Easy to say, but how do we define the right periods and the appropriate level for more and better customer service.
Here is a proven step-by-step approach to ensure a profitable scheduling, supported by an example:
- Quantify your hourly sales potential by counting customers.
Eg: Hourly customer traffic = 46
- Cumulate only your sales staff hours (selling hours only), excluding your non-selling hours (stock, visual, maintenance, etc.) for each weekly hour.
Eg: Sales staff hours = 2 hours
- Divide your customer count by your selling hours to obtain a service ratio.
Eg: Service ratio = 23 customers per staff hour (46 customers / 2 staff hours)

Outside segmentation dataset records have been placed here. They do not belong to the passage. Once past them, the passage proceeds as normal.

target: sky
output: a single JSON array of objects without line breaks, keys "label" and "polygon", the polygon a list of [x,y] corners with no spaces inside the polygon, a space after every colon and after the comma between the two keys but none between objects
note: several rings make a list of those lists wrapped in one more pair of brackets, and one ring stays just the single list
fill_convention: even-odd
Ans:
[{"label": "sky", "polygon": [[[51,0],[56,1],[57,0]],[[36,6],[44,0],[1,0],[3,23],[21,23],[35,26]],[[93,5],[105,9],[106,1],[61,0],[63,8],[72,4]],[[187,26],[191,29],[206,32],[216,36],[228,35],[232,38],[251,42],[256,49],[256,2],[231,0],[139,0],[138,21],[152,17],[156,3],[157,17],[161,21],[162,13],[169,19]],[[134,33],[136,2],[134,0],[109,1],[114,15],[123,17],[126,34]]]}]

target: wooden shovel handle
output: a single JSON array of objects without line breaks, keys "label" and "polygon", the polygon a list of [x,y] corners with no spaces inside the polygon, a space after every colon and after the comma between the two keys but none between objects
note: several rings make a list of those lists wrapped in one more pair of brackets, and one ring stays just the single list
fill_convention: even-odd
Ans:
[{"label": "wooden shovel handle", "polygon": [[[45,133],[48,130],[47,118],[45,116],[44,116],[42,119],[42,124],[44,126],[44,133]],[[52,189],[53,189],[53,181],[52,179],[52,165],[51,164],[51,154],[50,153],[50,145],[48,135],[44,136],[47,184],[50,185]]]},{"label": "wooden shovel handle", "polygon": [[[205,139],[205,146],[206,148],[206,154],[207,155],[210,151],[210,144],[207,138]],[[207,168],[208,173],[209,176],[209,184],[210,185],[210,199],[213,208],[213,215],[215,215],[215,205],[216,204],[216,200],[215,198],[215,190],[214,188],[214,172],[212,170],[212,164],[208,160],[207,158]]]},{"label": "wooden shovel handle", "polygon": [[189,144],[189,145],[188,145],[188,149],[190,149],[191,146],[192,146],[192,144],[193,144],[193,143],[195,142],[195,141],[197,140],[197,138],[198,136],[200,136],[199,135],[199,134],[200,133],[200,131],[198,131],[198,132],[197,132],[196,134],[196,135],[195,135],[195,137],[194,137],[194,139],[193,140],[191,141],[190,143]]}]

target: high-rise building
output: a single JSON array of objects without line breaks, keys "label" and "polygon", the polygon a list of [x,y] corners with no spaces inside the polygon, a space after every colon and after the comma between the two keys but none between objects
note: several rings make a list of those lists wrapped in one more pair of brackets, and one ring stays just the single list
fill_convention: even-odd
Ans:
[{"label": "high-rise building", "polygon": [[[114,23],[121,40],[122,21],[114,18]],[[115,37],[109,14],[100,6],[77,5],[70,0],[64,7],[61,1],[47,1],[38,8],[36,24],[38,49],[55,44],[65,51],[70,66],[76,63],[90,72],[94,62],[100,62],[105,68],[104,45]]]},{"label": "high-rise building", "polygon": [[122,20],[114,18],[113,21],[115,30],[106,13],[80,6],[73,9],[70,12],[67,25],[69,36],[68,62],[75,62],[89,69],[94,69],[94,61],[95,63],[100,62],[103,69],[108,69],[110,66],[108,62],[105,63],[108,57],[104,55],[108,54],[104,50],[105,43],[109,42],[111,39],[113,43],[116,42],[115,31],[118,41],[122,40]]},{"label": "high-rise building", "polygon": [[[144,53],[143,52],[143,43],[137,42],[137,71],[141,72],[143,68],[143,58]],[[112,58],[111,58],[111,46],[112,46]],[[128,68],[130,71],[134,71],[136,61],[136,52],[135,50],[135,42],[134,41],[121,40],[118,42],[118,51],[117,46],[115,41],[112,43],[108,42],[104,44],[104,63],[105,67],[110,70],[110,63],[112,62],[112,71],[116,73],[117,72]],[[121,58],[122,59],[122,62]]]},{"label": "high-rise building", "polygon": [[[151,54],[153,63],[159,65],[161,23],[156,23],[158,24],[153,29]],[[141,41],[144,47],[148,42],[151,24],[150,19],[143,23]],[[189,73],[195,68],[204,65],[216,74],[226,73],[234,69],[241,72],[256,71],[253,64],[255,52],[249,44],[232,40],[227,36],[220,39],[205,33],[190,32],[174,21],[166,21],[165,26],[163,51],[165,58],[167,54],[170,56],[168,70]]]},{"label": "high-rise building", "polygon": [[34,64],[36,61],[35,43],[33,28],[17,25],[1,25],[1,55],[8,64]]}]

- Estimate the service time necessary, in minutes, to sell your average transaction.
Eg: Service time required = 20 minutes for $80 average transaction or 3 possible transactions per staff hour for 6 possible total transactions per hour (3 transactions X 2 staff hours).
- Use your weekly average closing ratio (conversion rate) and multiply it by your hourly customer count to obtain a potential number of transactions.
Eg: 20% x 46 customers = 9.2 potential transactions
- Divide this total number of potential transactions (9.2) by the hourly possible transactions estimated (3) to obtain the number of staff hours necessary to maximize the sales potential identified.
Eg: 9.2 / 3 = 3 service hours.
Schedule adjustment = 1 additional staff hour will be required to maximize sales and customer service based on traffic: 3 service hours identified in point 6 – 2 service hours used in point 2.
Monitor your closing ratio or conversion rate with your P.O.T. (Performance on Traffic = conversion rate X average sale) in relation to your cost of sales.
- According to the above example, the performance on traffic (P.O.T) is $1 600 dollars for every 100 customers entering the store (20% x $80). You may find it helpful to refer to read our previous article posted last June entitled « The power of the P.O.T. » which explains extensively this P.O.T. concept unique to Axper.
- Approaching staff scheduling using the steps explained above will allow any retailer to plan realistic service levels and capture additional potential sales revenues, while controlling staff productivity and salary cost, aligned with defined potential realizing both greater store and chain profit.
IMPORTANT NOTICE: To ensure the customer traffic data is reliable, retailers need a customer counting system that provides an hourly accuracy level of at least 98% or better in every store configuration and traffic condition, while eliminating all customer traffic circulating in the entrance of the store, as well as children and objects (e.g. strollers).